We evolved from a stream of grunts to a highly sophisticated speech in many languages and dialects. Bully for us.

So why do I get the feeling that reverse evolution has taken hold pretty strongly? My favorite example is using "no problem" after being thanked. I do this all the time, but when did "you're welcome" or even "you are very welcome" go out of fashion? Why the non-statement "no problem?"

Or how about "It's all good" ... or one of my favorites (and I use this one all the time too) "it is what is is" ...

Well, these are apparently called "thought-terminating clichés" ...

"That's a Good Thing."
"That’s a no-brainer."
"What goes around comes around."
"Easy come, easy go."
"Whatever."
"Such is life."
"Touché!"
"I'm just sayin'" (another of my favorites)

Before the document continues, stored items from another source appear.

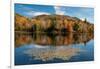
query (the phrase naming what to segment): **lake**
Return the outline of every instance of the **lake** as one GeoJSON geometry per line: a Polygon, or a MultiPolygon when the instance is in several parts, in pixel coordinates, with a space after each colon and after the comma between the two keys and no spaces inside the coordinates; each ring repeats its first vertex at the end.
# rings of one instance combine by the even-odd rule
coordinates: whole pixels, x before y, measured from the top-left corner
{"type": "Polygon", "coordinates": [[[15,33],[15,65],[93,60],[91,33],[15,33]]]}

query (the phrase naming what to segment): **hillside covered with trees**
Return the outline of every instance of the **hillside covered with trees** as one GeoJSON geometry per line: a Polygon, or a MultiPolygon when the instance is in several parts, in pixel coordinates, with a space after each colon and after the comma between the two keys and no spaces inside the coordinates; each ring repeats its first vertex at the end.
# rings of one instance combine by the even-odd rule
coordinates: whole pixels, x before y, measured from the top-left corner
{"type": "Polygon", "coordinates": [[[65,15],[39,15],[28,18],[15,13],[15,31],[48,32],[48,33],[93,33],[94,24],[77,17],[65,15]]]}

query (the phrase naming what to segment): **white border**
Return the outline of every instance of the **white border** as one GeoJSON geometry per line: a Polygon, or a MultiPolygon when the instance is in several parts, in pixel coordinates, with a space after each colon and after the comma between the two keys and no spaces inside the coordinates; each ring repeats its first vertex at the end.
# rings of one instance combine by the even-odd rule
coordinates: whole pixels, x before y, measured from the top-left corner
{"type": "Polygon", "coordinates": [[[94,7],[94,0],[14,0],[14,3],[94,7]]]}
{"type": "MultiPolygon", "coordinates": [[[[84,0],[83,0],[84,1],[84,0]]],[[[73,2],[73,0],[12,0],[11,1],[11,68],[12,69],[30,69],[33,67],[37,68],[37,69],[41,69],[41,67],[43,67],[44,65],[46,65],[47,67],[52,67],[52,66],[56,66],[59,67],[58,65],[63,64],[66,65],[66,63],[54,63],[54,64],[39,64],[39,65],[19,65],[19,66],[15,66],[14,65],[14,3],[21,3],[21,4],[40,4],[40,5],[59,5],[59,6],[74,6],[74,7],[90,7],[90,8],[95,8],[94,5],[94,0],[91,2],[87,2],[87,3],[83,3],[83,1],[81,0],[76,0],[75,2],[73,2]]],[[[88,0],[89,1],[89,0],[88,0]]],[[[67,63],[68,65],[72,64],[71,63],[67,63]]],[[[91,62],[85,62],[85,63],[81,63],[81,62],[77,62],[78,64],[91,64],[91,62]]],[[[76,63],[73,63],[76,65],[76,63]]],[[[46,69],[46,68],[45,68],[46,69]]]]}

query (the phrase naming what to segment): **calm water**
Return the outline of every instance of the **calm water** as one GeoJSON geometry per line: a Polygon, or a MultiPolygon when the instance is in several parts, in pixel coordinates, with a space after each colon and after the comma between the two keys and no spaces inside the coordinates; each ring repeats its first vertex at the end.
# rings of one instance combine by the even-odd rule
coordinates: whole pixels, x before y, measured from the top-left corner
{"type": "Polygon", "coordinates": [[[90,33],[15,34],[15,65],[94,60],[94,39],[90,33]]]}

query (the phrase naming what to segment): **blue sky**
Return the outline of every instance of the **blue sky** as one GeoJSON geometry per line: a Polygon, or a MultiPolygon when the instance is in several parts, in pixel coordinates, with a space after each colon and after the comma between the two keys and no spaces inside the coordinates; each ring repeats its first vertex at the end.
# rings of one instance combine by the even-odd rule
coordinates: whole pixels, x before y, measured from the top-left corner
{"type": "Polygon", "coordinates": [[[34,17],[42,14],[69,15],[80,19],[86,18],[89,22],[94,23],[94,9],[86,7],[15,4],[15,13],[27,17],[34,17]]]}

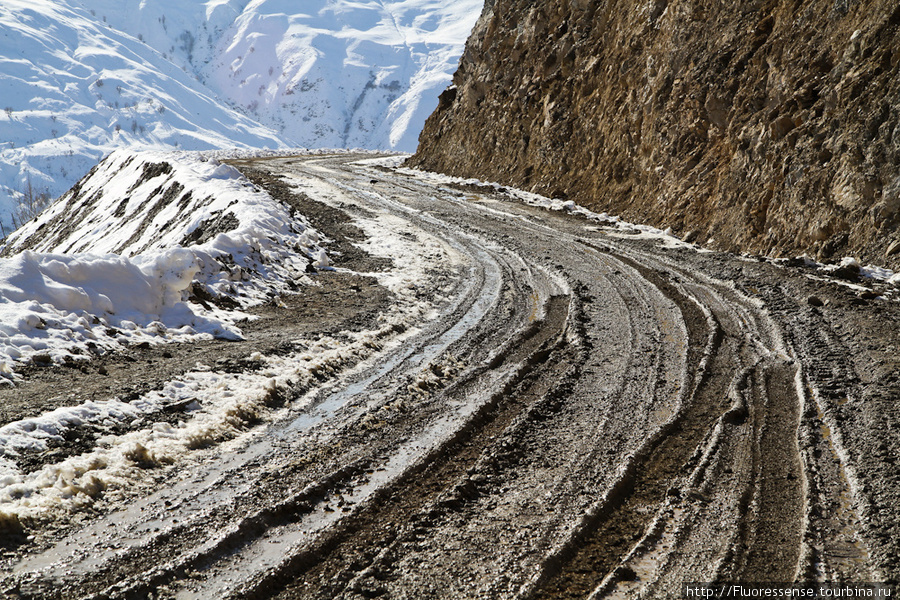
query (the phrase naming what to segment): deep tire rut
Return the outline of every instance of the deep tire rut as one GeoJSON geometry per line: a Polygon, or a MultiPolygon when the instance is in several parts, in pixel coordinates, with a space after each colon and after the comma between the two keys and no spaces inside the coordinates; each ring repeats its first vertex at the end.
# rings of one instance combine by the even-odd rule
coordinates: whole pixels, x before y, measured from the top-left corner
{"type": "Polygon", "coordinates": [[[641,539],[653,517],[653,508],[663,504],[666,496],[696,493],[679,489],[676,481],[685,474],[689,459],[716,420],[730,408],[727,374],[735,369],[736,353],[733,348],[721,352],[721,326],[712,318],[705,319],[695,300],[658,273],[625,260],[682,311],[695,350],[688,365],[688,385],[693,391],[684,399],[685,408],[678,416],[653,436],[628,465],[605,502],[582,522],[570,543],[548,561],[539,585],[529,597],[585,598],[609,574],[623,580],[634,578],[635,573],[628,567],[619,567],[619,562],[641,539]],[[700,348],[705,348],[703,354],[696,352],[700,348]]]}
{"type": "MultiPolygon", "coordinates": [[[[546,389],[560,377],[559,371],[565,371],[561,365],[570,354],[565,336],[568,307],[567,298],[551,298],[544,322],[527,332],[533,335],[526,333],[516,349],[515,354],[525,355],[520,373],[469,426],[436,449],[428,461],[410,469],[367,506],[344,519],[315,546],[292,557],[264,580],[241,589],[235,597],[336,598],[356,575],[376,568],[374,563],[383,560],[389,547],[426,527],[439,507],[456,505],[477,494],[477,484],[467,472],[510,423],[544,397],[546,389]],[[530,353],[529,348],[533,348],[530,353]]],[[[378,590],[357,586],[352,591],[370,595],[378,590]]]]}
{"type": "MultiPolygon", "coordinates": [[[[865,320],[765,260],[368,159],[240,166],[369,271],[317,298],[396,279],[378,244],[443,257],[345,311],[384,332],[371,360],[185,473],[152,471],[161,489],[55,546],[23,545],[4,597],[672,598],[688,581],[896,578],[900,309],[865,320]],[[402,302],[429,308],[382,323],[402,302]],[[840,323],[857,317],[864,341],[840,323]]],[[[288,304],[282,318],[315,312],[288,304]]]]}

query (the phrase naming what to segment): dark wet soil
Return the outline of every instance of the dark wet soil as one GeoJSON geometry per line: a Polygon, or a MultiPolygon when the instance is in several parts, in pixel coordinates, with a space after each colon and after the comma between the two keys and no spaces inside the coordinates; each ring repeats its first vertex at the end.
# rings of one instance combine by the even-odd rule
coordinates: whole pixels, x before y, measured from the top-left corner
{"type": "MultiPolygon", "coordinates": [[[[360,254],[354,242],[362,234],[340,210],[295,194],[264,163],[238,166],[331,237],[336,264],[361,271],[387,267],[360,254]]],[[[348,172],[347,181],[358,184],[348,172]]],[[[398,179],[394,185],[397,194],[409,192],[412,206],[422,201],[409,191],[414,182],[398,179]]],[[[460,189],[508,202],[493,190],[460,189]]],[[[183,564],[190,569],[172,567],[145,578],[145,568],[157,559],[135,552],[107,572],[73,579],[67,589],[81,589],[85,581],[95,586],[90,589],[114,589],[122,578],[141,592],[114,597],[152,597],[149,590],[164,581],[189,588],[195,577],[219,576],[218,561],[227,568],[245,544],[300,522],[321,504],[346,516],[293,554],[286,550],[278,568],[232,597],[585,597],[603,581],[614,588],[639,579],[629,552],[667,505],[683,511],[686,533],[671,550],[671,562],[661,565],[662,579],[689,580],[692,571],[680,561],[692,553],[706,556],[714,538],[728,536],[721,553],[708,555],[720,561],[722,577],[788,580],[799,565],[798,577],[813,580],[822,577],[814,569],[824,565],[835,576],[874,577],[877,571],[882,580],[897,581],[896,289],[852,272],[826,276],[803,261],[698,253],[637,236],[606,236],[596,223],[517,202],[508,208],[521,220],[493,221],[453,202],[428,206],[437,218],[482,239],[502,240],[510,253],[570,282],[568,299],[554,297],[546,322],[529,334],[536,337],[522,334],[510,345],[511,356],[485,361],[471,385],[469,375],[460,376],[445,396],[418,395],[405,380],[390,382],[397,388],[385,404],[348,421],[335,443],[261,476],[244,499],[260,510],[259,518],[243,522],[215,552],[190,558],[209,535],[204,527],[185,527],[179,533],[184,539],[154,541],[166,560],[187,556],[183,564]],[[572,237],[557,238],[559,232],[572,237]],[[672,350],[679,343],[669,328],[673,318],[685,328],[678,351],[672,350]],[[516,377],[428,460],[368,503],[344,502],[395,444],[429,422],[431,411],[443,406],[436,399],[449,404],[476,395],[478,378],[487,380],[492,369],[513,358],[524,361],[516,377]],[[683,405],[668,425],[642,439],[647,430],[634,421],[644,418],[646,407],[656,406],[658,398],[677,404],[667,362],[679,360],[686,369],[683,405]],[[607,390],[618,378],[619,387],[607,390]],[[624,475],[613,478],[620,466],[624,475]],[[689,480],[692,473],[698,475],[689,480]],[[721,530],[707,520],[718,518],[716,513],[733,515],[718,521],[726,526],[721,530]]],[[[365,327],[391,302],[371,278],[316,277],[321,287],[260,307],[262,318],[245,324],[245,342],[130,348],[84,370],[34,368],[22,389],[32,390],[33,405],[70,404],[68,394],[139,394],[198,361],[250,371],[258,368],[249,359],[255,351],[277,354],[289,351],[287,342],[299,335],[365,327]],[[41,393],[50,390],[57,391],[45,400],[41,393]]],[[[510,303],[521,310],[528,291],[520,294],[510,303]]],[[[497,309],[495,325],[505,323],[503,314],[497,309]]],[[[483,349],[490,338],[473,337],[471,343],[483,349]]],[[[10,410],[2,400],[2,410],[10,410]]],[[[314,441],[307,443],[314,448],[314,441]]],[[[71,448],[51,452],[74,452],[90,444],[89,436],[66,444],[71,448]]],[[[231,509],[222,508],[205,528],[230,527],[231,509]]],[[[672,589],[651,588],[643,597],[673,597],[672,589]]]]}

And so on .... it's kinda sad, really ...

Whatever ... ;-)

2 comments:

So sue me said...

...well I think that's a pompous fallacy on the part of the authors of that wikipedia page. We could waste our lives and deconstruct all of them but, for example, "Whatever..." or "Forget about it" usually means "I'm not wasting any more time on you/it than I have to" or perhaps "Drop dead".
So unless cognitive dissonance is defined as polite suppression of disgust or boredom (which it isn't), I disagree.
Many of the other phrases cited are habitually used to reinforce conversational airtime sharing, i.e. taking a little airtime to show one is paying attention and is not ceding the entire resource to the current speaker.
So I could change it or at least argue on the wiki, but whatever...

BTW Here's a good one...Google "recursion"...

Kim Letkeman said...

Sue, I will be the first to admit that I was pretty lazy when I wrote that one. I love the concept of the thought terminating phrase because I think people use language that way to avoid thinking. I certainly do :-) ... but I agree that the article includes a lot of phrases that are a real stretch and completely ignores simple politeness as a reason to use some of these.